Spousal Support and Social Security
In Colorado, the threshold question for deciding whether maintenance is available is to ask: Does one party need support and can the other party afford to pay it? Because the ability to generate income is often diminished with age, there is often an increased reliance on fixed sources of income which can impact the ability to pay maintenance. Splitting fixed sources of income in a divorce may often leave seniors without the ability to support their previous lifestyles. If maintenance is appropriate, it carries with it other unique considerations such as when the maintenance should terminate (i.e. upon retirement, upon receipt of retirement benefits, or upon the death of the spouse paying maintenance). Usually, life insurance is used to secure maintenance, but it becomes extremely expensive and difficult to maintain with advancing years.
Social security benefits will often be among the most important issues to consider for couples getting divorced later in life. Social Security benefits are not divided as assets but are relevant as to post-divorce income. If you are age 62 or older and your marriage lasted 10 years or longer, you may be eligible to receive benefits based on your former spouse’s Social Security record even after divorce. There are certain in’s and out’s to determine eligibility, but this determination can have a significant impact on the outcome in your divorce.
Other considerations include health care, estate planning, and children. If health insurance has been available through one spouse’s employment, there may be a gap in coverage as result of divorce until Medicare takes effect. Coverage may be available for three years through COBRA, although this is sometimes expensive, or coverage may be available through the Colorado Health Exchange. If health insurance is a major issue, a legal separation, which may allow both spouses to remain on the current insurance, may be an alternative worth considering.

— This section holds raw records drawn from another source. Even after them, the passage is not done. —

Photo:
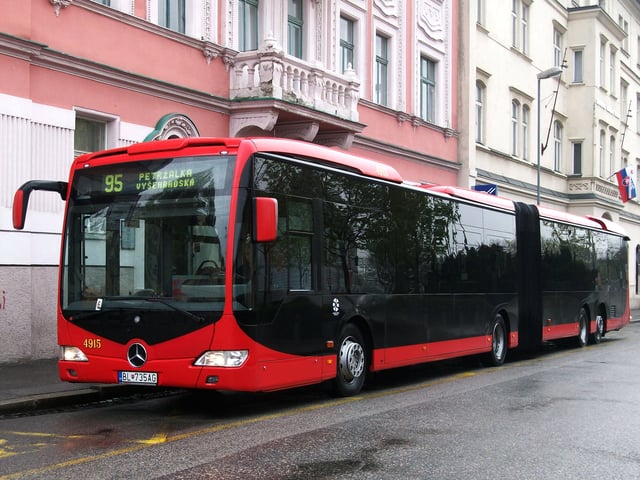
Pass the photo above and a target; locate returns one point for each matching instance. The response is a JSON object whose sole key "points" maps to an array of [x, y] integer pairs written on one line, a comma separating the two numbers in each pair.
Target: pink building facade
{"points": [[375, 77]]}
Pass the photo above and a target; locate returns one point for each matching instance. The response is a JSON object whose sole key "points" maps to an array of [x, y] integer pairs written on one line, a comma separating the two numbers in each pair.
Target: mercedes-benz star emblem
{"points": [[137, 355]]}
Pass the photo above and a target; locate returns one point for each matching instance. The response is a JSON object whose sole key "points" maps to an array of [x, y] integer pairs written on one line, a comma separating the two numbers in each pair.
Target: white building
{"points": [[588, 131]]}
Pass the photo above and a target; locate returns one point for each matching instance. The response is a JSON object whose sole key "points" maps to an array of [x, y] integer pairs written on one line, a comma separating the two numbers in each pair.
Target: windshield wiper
{"points": [[164, 301], [120, 307]]}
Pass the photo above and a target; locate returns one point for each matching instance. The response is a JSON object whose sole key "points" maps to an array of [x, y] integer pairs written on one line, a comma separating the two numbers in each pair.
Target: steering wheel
{"points": [[207, 267]]}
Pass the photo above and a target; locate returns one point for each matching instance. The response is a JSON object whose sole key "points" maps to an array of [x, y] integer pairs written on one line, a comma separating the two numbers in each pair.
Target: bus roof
{"points": [[476, 197], [298, 148], [312, 151]]}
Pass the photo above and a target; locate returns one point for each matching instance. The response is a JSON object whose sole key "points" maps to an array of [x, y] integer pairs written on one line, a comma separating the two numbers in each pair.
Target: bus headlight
{"points": [[222, 358], [72, 354]]}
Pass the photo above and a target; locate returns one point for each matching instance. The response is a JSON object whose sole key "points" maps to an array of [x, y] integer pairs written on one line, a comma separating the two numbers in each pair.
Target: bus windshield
{"points": [[147, 234]]}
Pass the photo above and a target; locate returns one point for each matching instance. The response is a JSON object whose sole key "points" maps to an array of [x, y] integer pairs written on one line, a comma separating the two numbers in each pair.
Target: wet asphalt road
{"points": [[566, 413]]}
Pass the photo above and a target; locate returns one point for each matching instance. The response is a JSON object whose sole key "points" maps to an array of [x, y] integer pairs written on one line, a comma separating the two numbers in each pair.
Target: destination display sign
{"points": [[153, 176]]}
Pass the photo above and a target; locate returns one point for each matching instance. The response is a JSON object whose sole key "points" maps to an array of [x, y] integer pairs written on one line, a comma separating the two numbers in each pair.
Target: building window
{"points": [[637, 113], [625, 106], [520, 25], [577, 67], [601, 153], [480, 12], [612, 154], [603, 49], [427, 89], [480, 101], [248, 25], [295, 24], [171, 14], [612, 71], [557, 48], [347, 45], [525, 132], [625, 27], [515, 108], [557, 146], [382, 63], [576, 154], [89, 136]]}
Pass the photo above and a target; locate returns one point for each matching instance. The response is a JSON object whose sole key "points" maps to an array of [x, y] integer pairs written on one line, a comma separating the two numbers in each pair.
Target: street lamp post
{"points": [[548, 73]]}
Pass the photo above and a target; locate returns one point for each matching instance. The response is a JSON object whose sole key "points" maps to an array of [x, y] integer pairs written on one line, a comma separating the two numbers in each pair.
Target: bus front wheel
{"points": [[352, 362], [498, 352]]}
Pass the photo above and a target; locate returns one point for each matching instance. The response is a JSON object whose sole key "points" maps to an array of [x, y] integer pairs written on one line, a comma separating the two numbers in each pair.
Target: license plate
{"points": [[140, 378]]}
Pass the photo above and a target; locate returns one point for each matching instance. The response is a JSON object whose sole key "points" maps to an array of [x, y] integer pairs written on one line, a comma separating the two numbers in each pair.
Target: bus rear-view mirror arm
{"points": [[21, 197]]}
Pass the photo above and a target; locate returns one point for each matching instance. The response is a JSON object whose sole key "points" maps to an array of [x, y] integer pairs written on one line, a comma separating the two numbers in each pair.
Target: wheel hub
{"points": [[351, 359]]}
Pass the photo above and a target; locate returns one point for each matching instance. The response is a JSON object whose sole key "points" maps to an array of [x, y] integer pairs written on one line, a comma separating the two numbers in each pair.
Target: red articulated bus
{"points": [[263, 264]]}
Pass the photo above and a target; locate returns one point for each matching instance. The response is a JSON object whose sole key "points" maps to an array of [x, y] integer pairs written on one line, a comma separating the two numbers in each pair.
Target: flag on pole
{"points": [[627, 183]]}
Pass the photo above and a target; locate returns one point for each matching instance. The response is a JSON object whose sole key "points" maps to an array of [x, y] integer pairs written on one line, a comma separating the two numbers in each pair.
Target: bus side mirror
{"points": [[21, 198], [265, 220]]}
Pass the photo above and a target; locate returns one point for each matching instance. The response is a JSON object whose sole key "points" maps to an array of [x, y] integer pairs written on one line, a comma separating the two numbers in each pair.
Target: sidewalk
{"points": [[34, 385]]}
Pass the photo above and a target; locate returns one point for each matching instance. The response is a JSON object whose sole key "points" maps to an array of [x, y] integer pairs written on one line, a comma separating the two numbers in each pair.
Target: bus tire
{"points": [[352, 362], [596, 337], [498, 353], [583, 329]]}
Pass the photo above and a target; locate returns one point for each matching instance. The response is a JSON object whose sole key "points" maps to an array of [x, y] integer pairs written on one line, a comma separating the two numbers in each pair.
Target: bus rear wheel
{"points": [[583, 329], [352, 362], [596, 337], [498, 352]]}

Estate planning and effective divorce planning may not always completely coincide with each other. Steps taken to shield property from taxes and creditors may end up placing that same property in the other spouse’s possession after divorce. Revocable trusts are generally treated as if the assets contained therein are the property of the marriage. The parties may need to revoke these as part of the divorce process.
If the parties are funding college expenses for their children, consideration will need to be given to how this will be addressed. Colorado does not require either parent to pay for college expenses for their children. That means that the children could be left without support unless the parties agree otherwise.
The topics discussed above will likely play a role in a divorce that occurs later in life and should be considered in any decision to divorce.